Current software development tools demonstrate that it is possible to program these massively

DOI: 10.4018/978-1-61350-116-0.ch002

parallel systems on a wide-spectrum of problems in high-level languages to gain outstanding performance. However, the gap between hardware and software trajectories tends to grow. Good times were when software application performance was directly related to new hardware generation with higher clock frequency. For assessing how well utilized the processors are as more parallel hardware becomes available efficiency, is a key metric that defines the performance of both the algorithms and software implementation.

The trend to massive parallelism appears inescapable and massive threaded software is a clear requirement to achieve high performance. Consumers, developers, scientists, managers and organizations need to understand that single-threaded (serial) or poorly scaling multi-threaded software will cause application performance to plateau at or near current levels on both current and future hardware. This has important implications for computation-dependent projects because it defines the limits of the computing capacity and impacts on both product and project competitiveness relative to other computational-based approaches. However, the cost associated with re-engineering software (and potentially re-design of algorithms) to capitalize on new parallel architectures must be considered along with applications scalability and lifespan. In general, owners of legacy software are more likely to require new software and/or software development because a significant amount of existing commercial and scientific software was developed for single-threaded processors - much of it prior to the general availability of multi-core hardware.

HPC can act as a conduit for disruptive new technologies by acting as an early adopter and proving ground for hardware and software models that radically transform both consumer and business computing market spaces. The innovations that improve performance are not always expected and while they reduce cost, improve performance and create new opportunities, they can also damage existing markets and deprecate current applications and software. This is not a random process, but rather is part of an evolutionary process driven by competition; limited by the inefficiencies of electrical components and manufacturing processes; and advanced through scientific and design ingenuity.

This chapter will explore the disruptive nature of current innovations in massively threaded architectures, beginning with the demise of faster clock speeds and how that caused a renaissance in massive parallelism. It considers important architectures including GPGPU (general-purpose graphic processors units); specialized architectures such as the Cray XMT; extreme scale computing; and hybrid systems, examining these in terms of cost impacts on budgets and also on power and performance.
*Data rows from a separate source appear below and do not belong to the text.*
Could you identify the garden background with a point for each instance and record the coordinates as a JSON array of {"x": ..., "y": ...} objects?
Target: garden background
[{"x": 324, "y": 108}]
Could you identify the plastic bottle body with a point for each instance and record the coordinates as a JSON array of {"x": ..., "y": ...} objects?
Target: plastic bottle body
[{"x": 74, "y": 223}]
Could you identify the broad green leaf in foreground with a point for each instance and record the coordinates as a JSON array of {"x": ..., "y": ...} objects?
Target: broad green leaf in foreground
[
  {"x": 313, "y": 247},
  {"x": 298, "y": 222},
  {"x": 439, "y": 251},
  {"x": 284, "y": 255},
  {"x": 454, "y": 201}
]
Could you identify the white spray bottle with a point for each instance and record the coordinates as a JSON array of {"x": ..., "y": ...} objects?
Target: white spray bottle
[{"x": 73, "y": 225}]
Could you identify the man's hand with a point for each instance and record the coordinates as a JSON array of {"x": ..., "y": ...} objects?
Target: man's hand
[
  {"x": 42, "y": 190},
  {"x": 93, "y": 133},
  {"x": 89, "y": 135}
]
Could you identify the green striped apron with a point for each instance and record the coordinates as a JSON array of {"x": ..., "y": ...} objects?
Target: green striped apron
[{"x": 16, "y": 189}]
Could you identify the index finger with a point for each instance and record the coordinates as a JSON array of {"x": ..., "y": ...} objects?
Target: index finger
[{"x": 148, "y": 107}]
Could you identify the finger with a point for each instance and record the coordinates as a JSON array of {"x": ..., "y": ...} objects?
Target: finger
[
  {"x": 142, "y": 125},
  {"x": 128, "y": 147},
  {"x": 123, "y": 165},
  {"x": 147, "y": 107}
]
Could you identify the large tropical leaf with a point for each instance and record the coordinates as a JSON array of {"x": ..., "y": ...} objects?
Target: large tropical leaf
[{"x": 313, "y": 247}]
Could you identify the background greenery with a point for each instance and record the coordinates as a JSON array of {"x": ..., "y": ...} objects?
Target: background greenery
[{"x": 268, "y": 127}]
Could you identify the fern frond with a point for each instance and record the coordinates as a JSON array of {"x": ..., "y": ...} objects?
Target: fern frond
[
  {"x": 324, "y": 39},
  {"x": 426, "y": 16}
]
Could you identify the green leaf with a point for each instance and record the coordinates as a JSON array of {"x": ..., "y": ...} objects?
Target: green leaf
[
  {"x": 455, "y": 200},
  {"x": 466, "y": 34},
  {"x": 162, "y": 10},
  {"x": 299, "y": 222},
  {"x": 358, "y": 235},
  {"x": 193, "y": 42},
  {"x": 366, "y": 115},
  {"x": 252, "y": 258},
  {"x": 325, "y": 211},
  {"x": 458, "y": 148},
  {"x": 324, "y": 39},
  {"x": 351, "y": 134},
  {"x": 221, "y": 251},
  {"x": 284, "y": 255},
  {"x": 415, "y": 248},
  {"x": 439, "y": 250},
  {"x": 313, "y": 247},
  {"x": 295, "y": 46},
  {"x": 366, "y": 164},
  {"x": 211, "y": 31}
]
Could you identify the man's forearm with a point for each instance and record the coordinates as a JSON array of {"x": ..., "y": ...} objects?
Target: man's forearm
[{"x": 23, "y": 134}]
Finally, future opportunities will be discussed.

## Background

Commodity multi-core laptops and workstations are now common and many-core processors (chips with tens to hundreds of processing cores) are starting to be delivered at high-end price points. Manufacturers such as NVIDIA and ATI have been shipping teraflop-capable (1012 floating-point operations per second) GPGPUs, at commodity price-points that most students and scientists can afford. As an outcome of this technology shift, today's multi-GPUs are generally plugged onto multi-cores computer boards and installed on commodity workstations located on the student's or senior researcher's desks, as well as on very large supercomputers. As of the November 2010 TOP500 list, the first and third fastest supercomputers in the world (China's Nebulae and Tehane-1 hybrid CPU/GPU supercomputers) provide examples of this developing trend.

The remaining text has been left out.